プロローグとエピローグの間の26章にaからzの単語が入ってきます。
accident、breathe,confusion…と続いていきます。読んでいる途中に気がつきました。お洒落だなあと、呟きました。

出版業界の第一線で働く夫婦のW不倫が書かれています。
主人公の夏子さんは旦那の不倫を本人から聞きますが、文句は言いながらも騒ぐことは一切しません。別れろとも言わないで、その後も旦那が合うことも黙認します。

「私も恋人を作ったら気が楽?」
「どうかな。でも、やけになっちゃ駄目だよ。自分を大切にしなくちゃ」
「やけになってつき合う人を恋人とは呼ばないよ…」

夫婦でこんな会話をします。

なんだかお洒落です。

結局、郵便局とつき合うことになった夏子さんは、とてもかっこいいです。

女友だちとの会話でこんなのもあります。
「ナツ、これからその男を、抱くの?」
「そうだよ。でも、私も抱かれるんだよ。」

やっぱりなんだかお洒落です。

高いシャンパンも出てきます。
彼氏のためにつける香水について、ディオリッシモはためだとか、CHANELの19番にするなんて会話も出てきます。

私の知らない世界でよくわかりませんが、お洒落です。

世界観が高級な香水のように鼻をついて、読まなくなることもよくあることです。

でも、最後まですらすらよみました。

それはお洒落な文章、設定、会話の奥に一本の芯が通っていると感じたからです。

その芯は、「こうありたい自分」です。

ダサくはないでも、ある程度正直で誠実な、美意識。


思いやりながらも、もたれ合い過ぎない愛人や友人職場の人との関わり方。

幼くなりすぎなくて、でも頑固に凝り固まらない精神。

「恋って仕様もないものだと思うよ。私は」
「格好悪いよな」
「成生もそう思う?」
「うん。だって、主人公のつもりになっちゃうんだぜ…」

そんな生き方を、夏子や旦那、不倫相手たちは軽々と過ごしていきます。
いえ、一見軽々としているように見えますが、そこには強靱な意思があることがわかっていきます。

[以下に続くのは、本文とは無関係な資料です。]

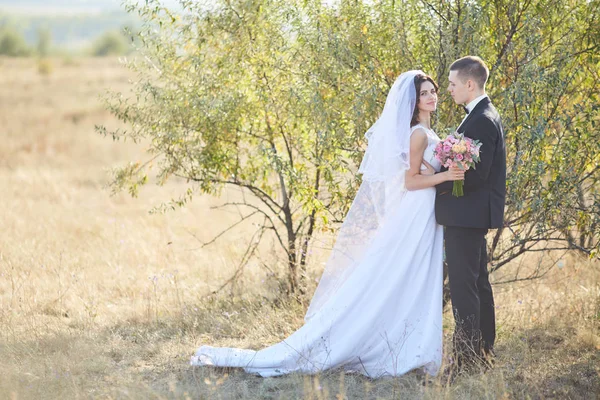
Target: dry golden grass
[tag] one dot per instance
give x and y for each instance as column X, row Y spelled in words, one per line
column 99, row 299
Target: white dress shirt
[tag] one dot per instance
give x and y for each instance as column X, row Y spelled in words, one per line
column 472, row 105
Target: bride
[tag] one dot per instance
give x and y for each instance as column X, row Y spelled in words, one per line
column 378, row 307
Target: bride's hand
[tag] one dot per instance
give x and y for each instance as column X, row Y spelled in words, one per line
column 429, row 171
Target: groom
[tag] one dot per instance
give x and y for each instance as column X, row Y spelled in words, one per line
column 467, row 219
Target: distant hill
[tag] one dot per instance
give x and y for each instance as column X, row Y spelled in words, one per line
column 65, row 7
column 73, row 24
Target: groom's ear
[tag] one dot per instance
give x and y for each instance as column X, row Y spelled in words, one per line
column 471, row 85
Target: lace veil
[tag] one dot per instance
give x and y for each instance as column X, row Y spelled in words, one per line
column 383, row 168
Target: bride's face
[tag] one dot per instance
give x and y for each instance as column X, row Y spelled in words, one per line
column 427, row 97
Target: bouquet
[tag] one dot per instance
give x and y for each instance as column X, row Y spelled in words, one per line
column 456, row 150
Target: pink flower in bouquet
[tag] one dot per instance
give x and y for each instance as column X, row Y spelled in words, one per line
column 458, row 151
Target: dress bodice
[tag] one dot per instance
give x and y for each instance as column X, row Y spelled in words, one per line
column 432, row 141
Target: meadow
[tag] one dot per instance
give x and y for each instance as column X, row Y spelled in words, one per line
column 99, row 298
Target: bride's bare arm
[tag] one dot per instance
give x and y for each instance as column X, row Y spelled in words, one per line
column 415, row 180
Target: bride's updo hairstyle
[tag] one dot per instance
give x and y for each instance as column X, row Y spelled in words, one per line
column 419, row 79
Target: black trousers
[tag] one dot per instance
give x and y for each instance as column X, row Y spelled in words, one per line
column 470, row 291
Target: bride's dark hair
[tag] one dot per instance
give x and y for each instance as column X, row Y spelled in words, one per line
column 419, row 79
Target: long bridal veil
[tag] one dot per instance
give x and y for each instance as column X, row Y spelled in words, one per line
column 383, row 167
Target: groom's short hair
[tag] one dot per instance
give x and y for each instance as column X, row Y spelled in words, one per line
column 471, row 67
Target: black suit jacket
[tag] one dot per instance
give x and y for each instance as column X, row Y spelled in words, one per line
column 482, row 206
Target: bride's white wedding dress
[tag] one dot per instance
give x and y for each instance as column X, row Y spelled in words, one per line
column 385, row 317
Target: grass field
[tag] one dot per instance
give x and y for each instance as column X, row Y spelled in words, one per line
column 100, row 299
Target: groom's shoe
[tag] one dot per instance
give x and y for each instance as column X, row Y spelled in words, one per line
column 488, row 358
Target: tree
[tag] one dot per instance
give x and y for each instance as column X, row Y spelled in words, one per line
column 12, row 43
column 273, row 97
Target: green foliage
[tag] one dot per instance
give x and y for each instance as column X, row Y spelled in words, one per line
column 274, row 97
column 12, row 43
column 111, row 43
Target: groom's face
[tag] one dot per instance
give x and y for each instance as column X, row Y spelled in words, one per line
column 458, row 89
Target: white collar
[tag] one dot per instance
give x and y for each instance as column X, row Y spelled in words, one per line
column 475, row 101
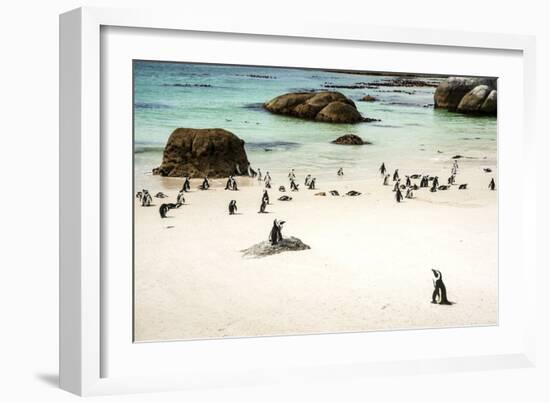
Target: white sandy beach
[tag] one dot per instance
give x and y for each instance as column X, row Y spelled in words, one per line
column 368, row 267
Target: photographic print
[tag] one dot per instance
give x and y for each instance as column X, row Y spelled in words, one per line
column 273, row 201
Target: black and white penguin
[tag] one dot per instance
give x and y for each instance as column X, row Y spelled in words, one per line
column 398, row 196
column 165, row 207
column 232, row 207
column 382, row 169
column 146, row 198
column 276, row 234
column 186, row 184
column 263, row 206
column 180, row 199
column 439, row 296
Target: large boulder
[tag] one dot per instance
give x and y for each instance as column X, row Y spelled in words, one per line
column 215, row 153
column 350, row 139
column 466, row 95
column 326, row 106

不倫相手は、もっと夏子のことを知りたいという嫉妬を伝えます、旦那は若い愛人と別れて、夏子のところに戻ってきます。
夏子は戻ってきた旦那を家に残して出ていきます。
それでも、不倫相手とは別れの時がやってきます。


私だって同じ。同じ気持ちなんだよ。それなのに伝えられない。饒舌な言葉の洪水の中で仕事をしてる私なのに、と今思う。そんなものちっとも役に立たなかったじゃないか。

どんなにお洒落な仮面をつけていても、どんなに恋に慣れたいい女でも(いえ、いい女だからこそなのかもしれません)恋は真剣であれば、苦しいものだと感じていきました。

そんな苦しさを読者にも見せないで、から元気を見せつけるように最後のZはやっぱりお洒落に決まります。

彼が居なくなった部屋を片付けるシーン

何故か、昔観た映画の、ある場面を思い出し、苦笑いを噛み締めた。確か、ボブ•フォッシーの映画だった。最後に大写しにされた死体運搬用の袋。印象的な音と共に、映画は終わる。それはボディバッグを閉じるおと。Zip!

まさに恋愛小説の主人公のような最後の言葉は、夏子の強がりを本当にかっこよく締めてくれます。

お洒落でカッコさを貫き通した夏子のことを健気でちょっぴり羨ましくなりました。